Saturday, March 17, 2012

Osborne and public sector pay: the market cuts both ways, you know...

It is said that you should be careful what you wish for, and today, the public sector trade unions are  discovering that the saying comes with a further corollary.

In the midst of the debate on benefit caps, Labour proposed regional variations in the level of those caps. The logic was obvious - some places are more expensive to live in than others - and undeniable. Unfortunately, the reverse is also true, in that some places are cheaper to live in than others, a conclusion that was quickly seized upon by Iain Duncan-Smith amongst others. And if you apply that logic, you can argue that you should cut benefits in places where housing is cheaper, or where commuting costs are lower.

But, of course, those aren't the only people who receive their income from the State. Civil servants too, could be presented with the same logic, if the rumours emerging from George Osborne are to be believed. Apart from London Weighting, all civil servants in a Government Department are on the same pay scales, whether in Ipswich or Coleraine, Dunfermline or Aberystwyth. It doesn't take a genius to see the temptation.

There was a time when civil service salaries were decided on the basis of comparators with the private sector. Better pension rights, job security and rather civilised working arrangements in the public sector were offset by better basic pay rates in the private sector. It was a trade-off, and one that seemed to work.

But much has changed over the decades. Work, and jobs, have been moved away from London and the South East to rather worse off parts of the country in need of employment. By doing so, two things were achieved - reducing the staffing costs for government and reducing unemployment levels in places like South Wales, the North East of England and Central Scotland. If you were a London based civil servant, you probably kept your job - natural wastage usually saw to that - but your career prospects were seriously damaged as promotion opportunities dried up.

And recruitment dried up too, creating an ageing Civil Service workforce. In London, particularly, with pay rates losing value over more than a decade, even in good times, even when vacancies were advertised, the calibre of those applying fell - the brightest and the best wanted to make serious money, not altruistically work in an undervalued, much criticised institution.

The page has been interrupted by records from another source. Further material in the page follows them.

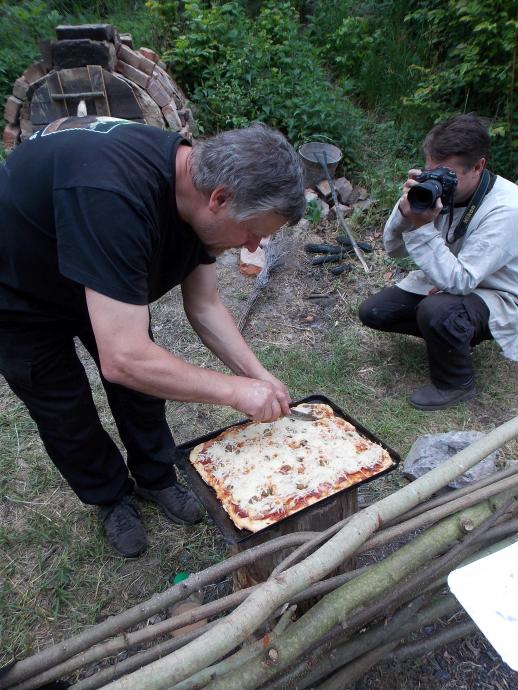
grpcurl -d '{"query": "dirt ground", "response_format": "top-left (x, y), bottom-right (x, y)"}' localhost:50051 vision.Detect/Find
top-left (1, 212), bottom-right (517, 688)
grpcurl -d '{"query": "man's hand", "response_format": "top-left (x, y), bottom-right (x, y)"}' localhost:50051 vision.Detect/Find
top-left (398, 168), bottom-right (443, 229)
top-left (230, 377), bottom-right (290, 422)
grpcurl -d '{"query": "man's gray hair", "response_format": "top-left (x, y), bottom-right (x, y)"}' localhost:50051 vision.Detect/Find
top-left (190, 123), bottom-right (306, 225)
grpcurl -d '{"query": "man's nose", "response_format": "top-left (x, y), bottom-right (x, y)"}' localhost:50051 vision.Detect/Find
top-left (243, 235), bottom-right (262, 252)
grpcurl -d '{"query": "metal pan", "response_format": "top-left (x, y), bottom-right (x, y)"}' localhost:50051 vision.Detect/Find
top-left (175, 394), bottom-right (401, 544)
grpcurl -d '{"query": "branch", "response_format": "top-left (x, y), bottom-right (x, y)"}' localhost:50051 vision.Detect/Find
top-left (0, 533), bottom-right (314, 688)
top-left (100, 416), bottom-right (518, 690)
top-left (207, 501), bottom-right (497, 689)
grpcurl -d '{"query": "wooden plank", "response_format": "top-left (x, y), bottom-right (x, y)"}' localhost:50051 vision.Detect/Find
top-left (103, 72), bottom-right (142, 120)
top-left (30, 73), bottom-right (68, 125)
top-left (87, 65), bottom-right (111, 116)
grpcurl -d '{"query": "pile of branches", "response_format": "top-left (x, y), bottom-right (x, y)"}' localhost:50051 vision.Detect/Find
top-left (2, 418), bottom-right (518, 690)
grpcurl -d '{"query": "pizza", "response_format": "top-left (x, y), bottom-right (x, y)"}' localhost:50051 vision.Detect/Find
top-left (189, 402), bottom-right (393, 532)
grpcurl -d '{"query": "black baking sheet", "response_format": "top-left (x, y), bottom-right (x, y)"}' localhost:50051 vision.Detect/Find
top-left (175, 394), bottom-right (401, 544)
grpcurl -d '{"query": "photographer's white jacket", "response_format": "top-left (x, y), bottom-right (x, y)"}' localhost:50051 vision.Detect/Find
top-left (383, 175), bottom-right (518, 360)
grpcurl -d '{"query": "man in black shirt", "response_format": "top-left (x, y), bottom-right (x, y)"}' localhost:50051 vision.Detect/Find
top-left (0, 117), bottom-right (305, 556)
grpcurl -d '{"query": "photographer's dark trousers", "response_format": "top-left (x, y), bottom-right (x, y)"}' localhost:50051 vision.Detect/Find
top-left (0, 320), bottom-right (177, 506)
top-left (358, 287), bottom-right (492, 389)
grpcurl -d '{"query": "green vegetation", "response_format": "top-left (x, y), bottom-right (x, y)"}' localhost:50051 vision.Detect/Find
top-left (1, 0), bottom-right (517, 670)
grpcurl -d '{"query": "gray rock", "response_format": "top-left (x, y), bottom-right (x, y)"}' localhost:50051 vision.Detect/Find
top-left (403, 431), bottom-right (502, 489)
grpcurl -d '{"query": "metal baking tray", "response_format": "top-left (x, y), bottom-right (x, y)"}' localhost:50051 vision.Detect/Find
top-left (175, 394), bottom-right (401, 544)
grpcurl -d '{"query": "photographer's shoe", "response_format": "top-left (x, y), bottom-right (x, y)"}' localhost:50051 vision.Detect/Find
top-left (410, 383), bottom-right (476, 411)
top-left (99, 496), bottom-right (148, 558)
top-left (136, 483), bottom-right (204, 525)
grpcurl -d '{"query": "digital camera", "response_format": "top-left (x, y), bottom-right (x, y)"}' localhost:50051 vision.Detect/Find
top-left (407, 167), bottom-right (457, 214)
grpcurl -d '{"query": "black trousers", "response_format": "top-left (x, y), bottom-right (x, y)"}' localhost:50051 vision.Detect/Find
top-left (0, 319), bottom-right (176, 506)
top-left (358, 287), bottom-right (492, 389)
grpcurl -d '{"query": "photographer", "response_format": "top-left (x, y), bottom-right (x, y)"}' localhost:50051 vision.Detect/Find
top-left (359, 114), bottom-right (518, 410)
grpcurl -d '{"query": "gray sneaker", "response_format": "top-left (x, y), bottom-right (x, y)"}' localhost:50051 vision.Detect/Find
top-left (136, 483), bottom-right (204, 525)
top-left (98, 496), bottom-right (148, 557)
top-left (410, 383), bottom-right (476, 411)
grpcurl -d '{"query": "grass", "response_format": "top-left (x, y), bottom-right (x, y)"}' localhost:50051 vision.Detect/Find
top-left (1, 224), bottom-right (518, 678)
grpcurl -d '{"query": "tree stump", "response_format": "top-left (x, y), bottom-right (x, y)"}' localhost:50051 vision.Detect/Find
top-left (230, 489), bottom-right (358, 611)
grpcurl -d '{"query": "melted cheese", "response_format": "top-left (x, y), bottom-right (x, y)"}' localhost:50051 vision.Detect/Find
top-left (190, 403), bottom-right (392, 530)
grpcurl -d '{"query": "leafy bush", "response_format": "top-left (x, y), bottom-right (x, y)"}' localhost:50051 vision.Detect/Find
top-left (403, 0), bottom-right (517, 176)
top-left (309, 0), bottom-right (517, 178)
top-left (0, 1), bottom-right (61, 105)
top-left (151, 1), bottom-right (362, 165)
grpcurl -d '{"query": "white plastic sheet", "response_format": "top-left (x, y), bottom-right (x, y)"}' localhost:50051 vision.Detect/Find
top-left (448, 541), bottom-right (518, 671)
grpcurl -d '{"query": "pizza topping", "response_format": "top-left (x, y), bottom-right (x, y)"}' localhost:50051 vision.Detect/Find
top-left (189, 402), bottom-right (393, 532)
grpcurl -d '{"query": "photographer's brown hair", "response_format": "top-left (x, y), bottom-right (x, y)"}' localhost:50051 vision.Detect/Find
top-left (423, 113), bottom-right (490, 168)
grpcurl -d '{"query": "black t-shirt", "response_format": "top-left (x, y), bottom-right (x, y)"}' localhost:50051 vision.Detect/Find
top-left (0, 116), bottom-right (215, 324)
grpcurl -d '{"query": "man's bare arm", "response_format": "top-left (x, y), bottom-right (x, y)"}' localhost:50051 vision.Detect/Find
top-left (182, 263), bottom-right (291, 412)
top-left (85, 288), bottom-right (286, 422)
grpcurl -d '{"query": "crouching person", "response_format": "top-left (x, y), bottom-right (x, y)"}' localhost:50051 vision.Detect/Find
top-left (359, 114), bottom-right (518, 410)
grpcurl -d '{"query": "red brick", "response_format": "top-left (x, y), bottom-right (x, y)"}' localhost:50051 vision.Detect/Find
top-left (146, 74), bottom-right (171, 107)
top-left (3, 124), bottom-right (20, 150)
top-left (12, 78), bottom-right (29, 101)
top-left (4, 96), bottom-right (22, 125)
top-left (117, 44), bottom-right (141, 68)
top-left (22, 62), bottom-right (46, 85)
top-left (115, 60), bottom-right (149, 89)
top-left (162, 101), bottom-right (182, 129)
top-left (20, 119), bottom-right (34, 141)
top-left (138, 47), bottom-right (159, 64)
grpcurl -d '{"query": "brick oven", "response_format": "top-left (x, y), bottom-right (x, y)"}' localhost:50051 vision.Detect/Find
top-left (2, 23), bottom-right (194, 151)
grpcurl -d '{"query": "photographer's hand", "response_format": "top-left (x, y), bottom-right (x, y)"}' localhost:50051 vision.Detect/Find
top-left (398, 169), bottom-right (443, 229)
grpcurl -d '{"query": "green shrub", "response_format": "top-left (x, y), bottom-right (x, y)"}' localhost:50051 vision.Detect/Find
top-left (403, 0), bottom-right (517, 177)
top-left (151, 0), bottom-right (362, 165)
top-left (0, 1), bottom-right (61, 105)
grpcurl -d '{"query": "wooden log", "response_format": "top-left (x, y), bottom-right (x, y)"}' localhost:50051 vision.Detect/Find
top-left (231, 489), bottom-right (358, 612)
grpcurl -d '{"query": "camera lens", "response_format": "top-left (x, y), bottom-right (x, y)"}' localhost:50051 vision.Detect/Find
top-left (408, 180), bottom-right (443, 213)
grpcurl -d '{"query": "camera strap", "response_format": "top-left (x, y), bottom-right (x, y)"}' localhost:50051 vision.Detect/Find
top-left (446, 169), bottom-right (496, 244)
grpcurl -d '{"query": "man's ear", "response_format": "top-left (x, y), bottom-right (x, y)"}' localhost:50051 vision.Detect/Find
top-left (208, 186), bottom-right (230, 214)
top-left (474, 157), bottom-right (486, 174)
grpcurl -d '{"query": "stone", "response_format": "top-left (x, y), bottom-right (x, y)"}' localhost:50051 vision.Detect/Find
top-left (329, 203), bottom-right (353, 219)
top-left (317, 198), bottom-right (329, 220)
top-left (349, 186), bottom-right (368, 203)
top-left (12, 78), bottom-right (29, 101)
top-left (4, 96), bottom-right (22, 125)
top-left (335, 177), bottom-right (353, 204)
top-left (304, 189), bottom-right (319, 203)
top-left (51, 39), bottom-right (117, 71)
top-left (403, 431), bottom-right (502, 489)
top-left (316, 179), bottom-right (332, 200)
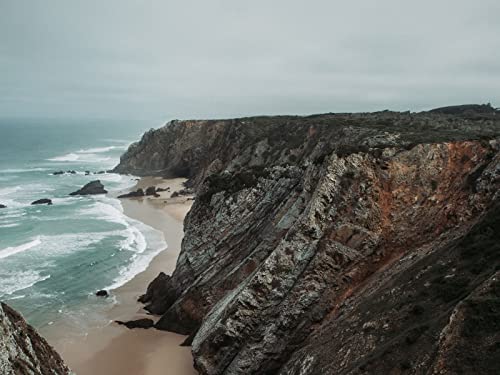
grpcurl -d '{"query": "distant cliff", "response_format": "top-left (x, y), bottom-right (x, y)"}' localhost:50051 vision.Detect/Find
top-left (116, 105), bottom-right (500, 374)
top-left (0, 303), bottom-right (69, 375)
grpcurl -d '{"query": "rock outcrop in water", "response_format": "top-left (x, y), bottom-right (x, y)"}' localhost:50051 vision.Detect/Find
top-left (0, 302), bottom-right (69, 375)
top-left (69, 180), bottom-right (107, 196)
top-left (116, 105), bottom-right (500, 374)
top-left (31, 199), bottom-right (53, 205)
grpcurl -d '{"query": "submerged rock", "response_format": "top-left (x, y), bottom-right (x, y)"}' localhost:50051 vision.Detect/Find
top-left (31, 198), bottom-right (52, 205)
top-left (116, 318), bottom-right (154, 329)
top-left (0, 204), bottom-right (6, 208)
top-left (95, 290), bottom-right (108, 297)
top-left (69, 180), bottom-right (107, 196)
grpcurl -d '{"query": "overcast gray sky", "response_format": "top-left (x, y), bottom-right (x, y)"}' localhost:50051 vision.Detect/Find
top-left (1, 0), bottom-right (499, 122)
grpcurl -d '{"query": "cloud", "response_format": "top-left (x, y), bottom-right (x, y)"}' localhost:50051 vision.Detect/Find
top-left (0, 0), bottom-right (499, 121)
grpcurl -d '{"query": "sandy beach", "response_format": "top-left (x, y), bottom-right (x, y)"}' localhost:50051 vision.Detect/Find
top-left (45, 177), bottom-right (197, 375)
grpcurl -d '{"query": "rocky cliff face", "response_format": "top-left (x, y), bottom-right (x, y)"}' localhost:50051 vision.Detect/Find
top-left (116, 105), bottom-right (500, 374)
top-left (0, 303), bottom-right (69, 375)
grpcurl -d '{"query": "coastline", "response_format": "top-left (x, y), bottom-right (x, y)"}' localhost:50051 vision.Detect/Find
top-left (45, 177), bottom-right (196, 375)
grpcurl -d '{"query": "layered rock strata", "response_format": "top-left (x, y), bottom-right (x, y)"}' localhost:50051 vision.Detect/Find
top-left (116, 105), bottom-right (500, 374)
top-left (0, 303), bottom-right (69, 375)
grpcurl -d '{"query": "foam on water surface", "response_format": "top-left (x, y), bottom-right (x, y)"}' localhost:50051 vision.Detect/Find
top-left (0, 121), bottom-right (160, 329)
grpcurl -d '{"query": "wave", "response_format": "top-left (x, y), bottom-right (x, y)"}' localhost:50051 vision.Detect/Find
top-left (0, 270), bottom-right (51, 297)
top-left (47, 152), bottom-right (112, 163)
top-left (0, 223), bottom-right (20, 228)
top-left (0, 237), bottom-right (42, 260)
top-left (106, 223), bottom-right (167, 291)
top-left (1, 167), bottom-right (50, 174)
top-left (47, 141), bottom-right (128, 165)
top-left (79, 198), bottom-right (168, 291)
top-left (120, 224), bottom-right (147, 253)
top-left (77, 146), bottom-right (118, 154)
top-left (0, 186), bottom-right (22, 197)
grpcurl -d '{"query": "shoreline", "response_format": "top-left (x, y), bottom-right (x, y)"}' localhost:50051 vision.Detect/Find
top-left (45, 177), bottom-right (196, 375)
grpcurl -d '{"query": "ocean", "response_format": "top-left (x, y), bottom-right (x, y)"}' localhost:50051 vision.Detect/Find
top-left (0, 118), bottom-right (165, 332)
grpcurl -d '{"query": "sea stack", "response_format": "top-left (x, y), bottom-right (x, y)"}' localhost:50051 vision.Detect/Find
top-left (69, 180), bottom-right (107, 196)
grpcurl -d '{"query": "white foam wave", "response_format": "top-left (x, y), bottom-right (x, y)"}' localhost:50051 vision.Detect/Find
top-left (120, 224), bottom-right (147, 253)
top-left (0, 270), bottom-right (50, 296)
top-left (77, 146), bottom-right (118, 154)
top-left (47, 152), bottom-right (112, 163)
top-left (0, 223), bottom-right (20, 228)
top-left (107, 224), bottom-right (167, 291)
top-left (35, 232), bottom-right (112, 257)
top-left (80, 200), bottom-right (127, 226)
top-left (0, 186), bottom-right (21, 197)
top-left (0, 237), bottom-right (42, 260)
top-left (1, 167), bottom-right (50, 174)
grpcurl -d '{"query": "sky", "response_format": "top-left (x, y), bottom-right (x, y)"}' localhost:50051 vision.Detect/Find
top-left (1, 0), bottom-right (499, 122)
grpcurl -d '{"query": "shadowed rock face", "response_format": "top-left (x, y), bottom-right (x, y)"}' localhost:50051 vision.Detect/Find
top-left (116, 107), bottom-right (500, 375)
top-left (0, 303), bottom-right (69, 375)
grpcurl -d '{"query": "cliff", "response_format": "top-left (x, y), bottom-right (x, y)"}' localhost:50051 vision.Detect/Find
top-left (0, 302), bottom-right (69, 375)
top-left (116, 105), bottom-right (500, 374)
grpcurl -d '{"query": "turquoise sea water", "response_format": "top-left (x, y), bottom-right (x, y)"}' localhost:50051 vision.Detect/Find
top-left (0, 118), bottom-right (164, 331)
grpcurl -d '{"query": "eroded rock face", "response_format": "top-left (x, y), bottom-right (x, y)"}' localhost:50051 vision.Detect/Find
top-left (0, 302), bottom-right (69, 375)
top-left (116, 107), bottom-right (500, 374)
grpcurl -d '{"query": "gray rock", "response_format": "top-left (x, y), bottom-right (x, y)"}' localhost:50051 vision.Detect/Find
top-left (117, 108), bottom-right (500, 375)
top-left (116, 318), bottom-right (154, 329)
top-left (0, 302), bottom-right (69, 374)
top-left (117, 188), bottom-right (145, 198)
top-left (69, 180), bottom-right (107, 196)
top-left (31, 198), bottom-right (52, 205)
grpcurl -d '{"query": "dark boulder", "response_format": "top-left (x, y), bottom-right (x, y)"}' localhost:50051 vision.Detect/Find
top-left (96, 290), bottom-right (108, 297)
top-left (97, 171), bottom-right (105, 174)
top-left (145, 186), bottom-right (157, 196)
top-left (156, 187), bottom-right (170, 192)
top-left (138, 272), bottom-right (173, 310)
top-left (171, 188), bottom-right (194, 198)
top-left (85, 171), bottom-right (91, 175)
top-left (52, 171), bottom-right (64, 175)
top-left (31, 198), bottom-right (52, 205)
top-left (69, 180), bottom-right (107, 196)
top-left (116, 318), bottom-right (154, 329)
top-left (0, 204), bottom-right (6, 209)
top-left (67, 170), bottom-right (76, 174)
top-left (117, 188), bottom-right (145, 199)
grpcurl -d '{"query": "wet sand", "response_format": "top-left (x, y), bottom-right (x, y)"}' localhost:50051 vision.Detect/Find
top-left (46, 177), bottom-right (196, 375)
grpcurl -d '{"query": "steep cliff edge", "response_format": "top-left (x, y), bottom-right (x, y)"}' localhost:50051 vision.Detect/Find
top-left (0, 302), bottom-right (69, 375)
top-left (116, 106), bottom-right (500, 374)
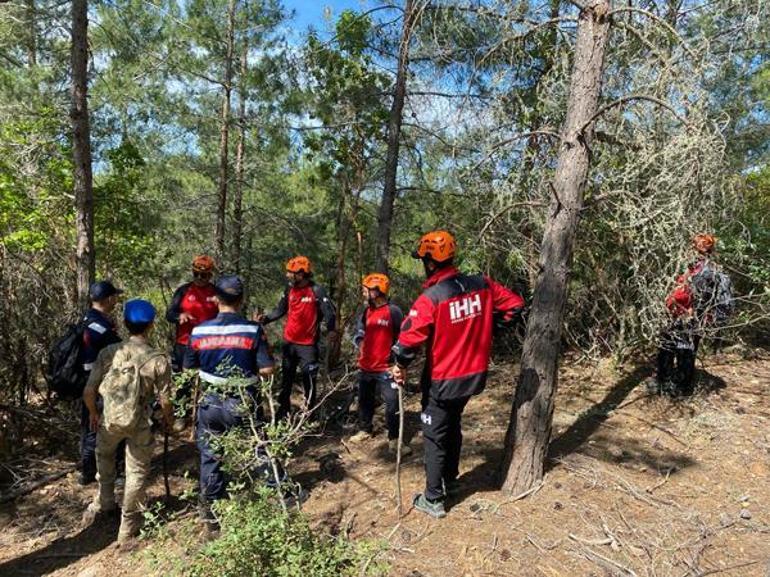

Outside London, where the pay scales were more competitive, recruitment and retention were somewhat easier. But, if salaries become less competitive - and the changes in pension rules that already apply have made civil service pensions less obviously attractive than they used to be - the ability to attract bright people to deliver vital public services is weakened.

It is possible that, in some places, recruitment and retention rates might not deteriorate if you cut pay in real terms. I fear that there won't be many of them. And in some places and in some Government Departments, such as HM Revenue & Customs, it will become apparent that the pay scales are wholly insufficient. It is, frankly, unlikely that George will consider raising those salaries to reflect what market rates are. But, in Osborneland, the market is a fickle thing.

So, if I have some advice for Danny Alexander (apart from trying to avoid pandas), it would be, "Don't try this, not if you want a Civil Service that can deliver its tasks for much longer.".